In the heat of his anger and frustration Saturday night, Yankee icon Jorge Posada told general manager Brian Cashman amid a flood of F-bombs that he not only wanted out of the No. 9 spot in the Yankee batting order - he wanted out of the Yankees, too, according to team sources.
"It was just something said in the heat of anger and frustration," a close friend of Posada's said ... "He didn't want out ... He was just frustrated and said a lot of things."
After a day of apologies and reconciliation on both sides, it appeared the fences were mended Monday, at least until Posada and the Yankees disagreed on another matter: Whether Posada refused to catch during spring training. ...
[S]ources claim that when Posada was asked to catch in a game in the spring, he declined, citing headaches and concern over the concussion syndrome he suffered after taking a foul ball off the mask the previous September. ...
Posada adamantly denied he was ever asked to catch in a game this spring. "Not at all. ... Not even close. ... [T]hey never asked me [to catch in a game]."
For a second straight day the Yankees went into full damage control to defuse simmering controversies involving first Jorge Posada then Derek Jeter. ...
Early Monday, Yankees officials were expressing irritation at Jeter for exonerating Posada for wrongdoing in the aftermath of the DH's refusal to play Saturday night after being placed ninth in the starting lineup.
With the discord being widely reported, Hal Steinbrenner ordered a conference call that included him, team president Randy Levine, GM Brian Cashman and Jeter. ...
The parties on the phone agreed to agree that there was misinterpretation of Jeter's defense of Posada and the club issued a statement Monday acknowledging the call. ...
That the Yankees found Jeter's words so problematic merely underscores the deteriorating relationship between the icon and the franchise.
Add A.J. Burnett to the Yankees' long list of problems.
Burnett, arguably the Bombers' most consistent starting pitcher this season, ... suffered a 2010-like meltdown. ...
Pitching with a 5-1 lead, Burnett breezed through the fifth.
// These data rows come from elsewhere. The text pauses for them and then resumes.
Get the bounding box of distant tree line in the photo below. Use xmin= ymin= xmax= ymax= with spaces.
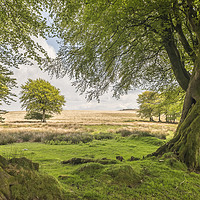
xmin=137 ymin=87 xmax=184 ymax=123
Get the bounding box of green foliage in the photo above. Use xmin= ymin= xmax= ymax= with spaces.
xmin=137 ymin=87 xmax=185 ymax=122
xmin=0 ymin=0 xmax=48 ymax=67
xmin=48 ymin=0 xmax=193 ymax=99
xmin=137 ymin=91 xmax=158 ymax=121
xmin=0 ymin=64 xmax=17 ymax=105
xmin=0 ymin=137 xmax=200 ymax=200
xmin=20 ymin=79 xmax=65 ymax=122
xmin=24 ymin=112 xmax=53 ymax=121
xmin=0 ymin=157 xmax=65 ymax=200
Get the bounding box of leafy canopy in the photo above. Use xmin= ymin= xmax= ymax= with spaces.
xmin=20 ymin=79 xmax=65 ymax=120
xmin=48 ymin=0 xmax=184 ymax=99
xmin=0 ymin=65 xmax=17 ymax=105
xmin=0 ymin=0 xmax=49 ymax=67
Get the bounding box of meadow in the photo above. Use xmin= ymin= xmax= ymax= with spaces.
xmin=0 ymin=110 xmax=200 ymax=200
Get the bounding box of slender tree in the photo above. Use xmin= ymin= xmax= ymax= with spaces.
xmin=20 ymin=79 xmax=65 ymax=122
xmin=49 ymin=0 xmax=200 ymax=168
xmin=137 ymin=91 xmax=157 ymax=121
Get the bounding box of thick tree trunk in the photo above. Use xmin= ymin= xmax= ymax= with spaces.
xmin=42 ymin=109 xmax=46 ymax=122
xmin=152 ymin=68 xmax=200 ymax=169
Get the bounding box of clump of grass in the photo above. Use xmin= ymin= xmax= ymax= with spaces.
xmin=116 ymin=128 xmax=166 ymax=139
xmin=45 ymin=133 xmax=93 ymax=144
xmin=94 ymin=132 xmax=115 ymax=140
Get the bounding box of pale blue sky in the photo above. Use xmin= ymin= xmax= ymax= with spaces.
xmin=0 ymin=38 xmax=142 ymax=111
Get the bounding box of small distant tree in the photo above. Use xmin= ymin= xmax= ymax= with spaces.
xmin=24 ymin=112 xmax=53 ymax=121
xmin=0 ymin=65 xmax=17 ymax=122
xmin=0 ymin=65 xmax=17 ymax=105
xmin=20 ymin=79 xmax=65 ymax=122
xmin=137 ymin=91 xmax=157 ymax=121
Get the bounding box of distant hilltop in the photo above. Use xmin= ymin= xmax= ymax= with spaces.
xmin=119 ymin=108 xmax=138 ymax=111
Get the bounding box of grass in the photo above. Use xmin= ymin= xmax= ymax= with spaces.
xmin=0 ymin=137 xmax=200 ymax=200
xmin=0 ymin=111 xmax=200 ymax=200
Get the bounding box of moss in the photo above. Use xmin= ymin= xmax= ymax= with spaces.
xmin=0 ymin=157 xmax=67 ymax=200
xmin=105 ymin=165 xmax=141 ymax=187
xmin=9 ymin=157 xmax=39 ymax=171
xmin=171 ymin=101 xmax=200 ymax=169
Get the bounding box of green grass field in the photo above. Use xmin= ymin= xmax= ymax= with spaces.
xmin=0 ymin=110 xmax=200 ymax=200
xmin=0 ymin=136 xmax=200 ymax=200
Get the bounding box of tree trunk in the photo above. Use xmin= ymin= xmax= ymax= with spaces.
xmin=152 ymin=68 xmax=200 ymax=169
xmin=158 ymin=113 xmax=161 ymax=122
xmin=42 ymin=109 xmax=46 ymax=122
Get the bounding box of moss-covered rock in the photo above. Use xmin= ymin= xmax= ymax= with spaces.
xmin=0 ymin=156 xmax=68 ymax=200
xmin=105 ymin=165 xmax=141 ymax=187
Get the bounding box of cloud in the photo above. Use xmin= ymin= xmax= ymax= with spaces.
xmin=0 ymin=38 xmax=142 ymax=111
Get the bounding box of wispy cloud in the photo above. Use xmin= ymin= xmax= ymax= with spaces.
xmin=2 ymin=38 xmax=141 ymax=111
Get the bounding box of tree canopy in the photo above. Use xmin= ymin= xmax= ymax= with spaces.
xmin=20 ymin=79 xmax=65 ymax=122
xmin=0 ymin=0 xmax=48 ymax=67
xmin=48 ymin=0 xmax=200 ymax=168
xmin=0 ymin=65 xmax=16 ymax=105
xmin=137 ymin=87 xmax=184 ymax=122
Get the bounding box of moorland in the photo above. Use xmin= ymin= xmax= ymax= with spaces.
xmin=0 ymin=110 xmax=200 ymax=200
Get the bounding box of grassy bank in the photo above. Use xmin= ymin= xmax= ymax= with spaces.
xmin=0 ymin=136 xmax=200 ymax=200
xmin=0 ymin=111 xmax=200 ymax=200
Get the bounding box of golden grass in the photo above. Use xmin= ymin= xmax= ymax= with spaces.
xmin=0 ymin=110 xmax=177 ymax=139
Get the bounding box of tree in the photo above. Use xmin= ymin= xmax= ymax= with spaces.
xmin=24 ymin=111 xmax=53 ymax=121
xmin=137 ymin=91 xmax=157 ymax=121
xmin=48 ymin=0 xmax=200 ymax=168
xmin=20 ymin=79 xmax=65 ymax=122
xmin=160 ymin=87 xmax=185 ymax=122
xmin=0 ymin=65 xmax=17 ymax=105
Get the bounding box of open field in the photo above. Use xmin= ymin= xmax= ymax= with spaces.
xmin=0 ymin=110 xmax=177 ymax=141
xmin=0 ymin=111 xmax=200 ymax=200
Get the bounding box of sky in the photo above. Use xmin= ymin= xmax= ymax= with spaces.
xmin=0 ymin=38 xmax=142 ymax=111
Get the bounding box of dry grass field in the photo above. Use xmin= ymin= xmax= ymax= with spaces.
xmin=0 ymin=110 xmax=177 ymax=141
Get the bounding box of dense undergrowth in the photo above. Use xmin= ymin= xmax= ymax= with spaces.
xmin=0 ymin=129 xmax=166 ymax=145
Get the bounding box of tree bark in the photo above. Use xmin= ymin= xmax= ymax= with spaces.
xmin=42 ymin=109 xmax=46 ymax=122
xmin=152 ymin=68 xmax=200 ymax=169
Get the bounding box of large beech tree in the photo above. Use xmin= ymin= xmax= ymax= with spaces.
xmin=49 ymin=0 xmax=200 ymax=168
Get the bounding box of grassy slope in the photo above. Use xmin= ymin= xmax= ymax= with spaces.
xmin=0 ymin=137 xmax=200 ymax=200
xmin=0 ymin=111 xmax=200 ymax=200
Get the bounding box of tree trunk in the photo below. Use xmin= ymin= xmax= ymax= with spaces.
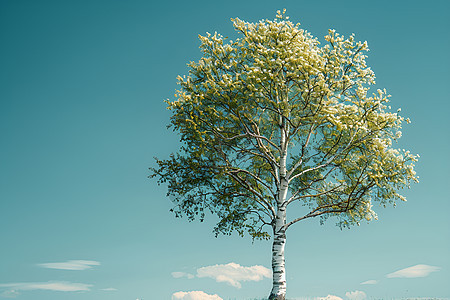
xmin=269 ymin=209 xmax=286 ymax=300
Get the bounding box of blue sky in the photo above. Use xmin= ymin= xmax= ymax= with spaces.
xmin=0 ymin=0 xmax=450 ymax=300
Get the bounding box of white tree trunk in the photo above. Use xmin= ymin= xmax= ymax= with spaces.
xmin=269 ymin=207 xmax=286 ymax=300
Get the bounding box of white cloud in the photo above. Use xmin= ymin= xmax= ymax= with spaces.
xmin=197 ymin=263 xmax=272 ymax=288
xmin=172 ymin=291 xmax=223 ymax=300
xmin=172 ymin=272 xmax=194 ymax=279
xmin=0 ymin=281 xmax=92 ymax=292
xmin=345 ymin=291 xmax=367 ymax=300
xmin=386 ymin=265 xmax=441 ymax=278
xmin=0 ymin=290 xmax=20 ymax=298
xmin=361 ymin=279 xmax=378 ymax=284
xmin=319 ymin=295 xmax=343 ymax=300
xmin=38 ymin=260 xmax=100 ymax=271
xmin=100 ymin=288 xmax=117 ymax=292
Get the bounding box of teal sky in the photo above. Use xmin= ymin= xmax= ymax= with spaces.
xmin=0 ymin=0 xmax=450 ymax=300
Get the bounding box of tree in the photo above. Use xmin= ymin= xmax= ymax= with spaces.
xmin=150 ymin=11 xmax=418 ymax=299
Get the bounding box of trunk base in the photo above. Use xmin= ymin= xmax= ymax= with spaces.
xmin=269 ymin=294 xmax=286 ymax=300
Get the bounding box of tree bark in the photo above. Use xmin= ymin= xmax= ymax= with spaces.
xmin=269 ymin=208 xmax=286 ymax=300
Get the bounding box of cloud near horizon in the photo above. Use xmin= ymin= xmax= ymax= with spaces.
xmin=38 ymin=260 xmax=100 ymax=271
xmin=386 ymin=265 xmax=441 ymax=278
xmin=361 ymin=279 xmax=378 ymax=284
xmin=345 ymin=291 xmax=367 ymax=300
xmin=172 ymin=291 xmax=223 ymax=300
xmin=171 ymin=272 xmax=195 ymax=279
xmin=318 ymin=295 xmax=344 ymax=300
xmin=197 ymin=263 xmax=272 ymax=288
xmin=0 ymin=281 xmax=92 ymax=292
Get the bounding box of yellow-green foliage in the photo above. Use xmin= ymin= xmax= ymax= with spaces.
xmin=152 ymin=12 xmax=417 ymax=238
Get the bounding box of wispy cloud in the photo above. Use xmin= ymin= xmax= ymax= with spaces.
xmin=172 ymin=291 xmax=223 ymax=300
xmin=386 ymin=265 xmax=441 ymax=278
xmin=361 ymin=279 xmax=378 ymax=284
xmin=100 ymin=288 xmax=117 ymax=292
xmin=197 ymin=263 xmax=272 ymax=288
xmin=317 ymin=295 xmax=343 ymax=300
xmin=172 ymin=272 xmax=194 ymax=279
xmin=0 ymin=281 xmax=92 ymax=292
xmin=38 ymin=260 xmax=100 ymax=271
xmin=345 ymin=291 xmax=367 ymax=300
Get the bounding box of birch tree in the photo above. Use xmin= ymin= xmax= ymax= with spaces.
xmin=150 ymin=11 xmax=418 ymax=300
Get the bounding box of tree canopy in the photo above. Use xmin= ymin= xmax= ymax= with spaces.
xmin=151 ymin=12 xmax=418 ymax=239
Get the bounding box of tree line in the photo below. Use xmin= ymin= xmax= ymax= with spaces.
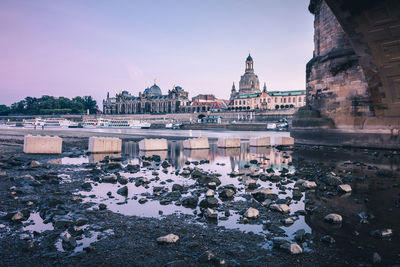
xmin=0 ymin=95 xmax=98 ymax=115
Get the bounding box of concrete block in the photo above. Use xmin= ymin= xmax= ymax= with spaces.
xmin=24 ymin=135 xmax=62 ymax=154
xmin=250 ymin=137 xmax=271 ymax=146
xmin=139 ymin=138 xmax=168 ymax=151
xmin=218 ymin=138 xmax=240 ymax=148
xmin=88 ymin=136 xmax=122 ymax=153
xmin=275 ymin=136 xmax=294 ymax=146
xmin=183 ymin=137 xmax=210 ymax=149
The sixth? That was a different story. John Jaso doubled and Sam Fuld homered to start the sixth, cutting the lead to 5-3. Burnett retired the next two batters, but those were the last outs he would record.
Evan Longoria singled, advanced to second on a wild pitch and scored on Matt Joyce's single, reducing the Yankees' lead to one run. Joyce moved to second on Burnett's second wild pitch of the inning, then Upton crushed a 2-2 curveball into the left-field stands, putting the Rays ahead ...
Kyle Farnsworth - yes, that Kyle Farnsworth - closed it out for his eighth save.
As one of the team's most reliable starters this year, Burnett hopes that one bad inning won't spark all of the here-we-go-again talk that he has worked to avoid since his first day back in uniform this year. ...
The Rays had not scored more than five runs in a home game all season, but they were able to take care of that tricky statistic in just one inning, battering Burnett in a five-run sixth that saw nine batters come to the plate.
On a day the Yankees wouldn't let the odor of Posada Gate drift into the Gulf of Mexico they continued to stink on the field. ...
[Derek] Jeter and his underachieving teammates coughed up a four-run lead to the Rays on the way to a disheartening 6-5 loss ... It was the Yankees' sixth straight loss and that is a season high ... The Yankees have dropped 10 of 13. ...
Rubbing salt in the raw wound was former Yankee bust Kyle Farnsworth producing a perfect ninth to secure the victory and his eighth save. ...
Rodriguez is in a 3-for-23 (.130) funk. ... Jeter is in a 3-for-18 (.167) slide.
Winning teams on hot streaks are almost charmed by the process of the nine-inning challenge, figuring out a different way to win today than they did yesterday.
The losing streak is something else altogether: Each inning presents a hazard. What can go wrong now? Who'll be the culprit? The pitchers? The hitters? The fielders? All of the above? ...
[T]he time is rapidly approaching when dismissing this rancid stretch of ball as the product of a "small sample size" will no longer be allowed. ...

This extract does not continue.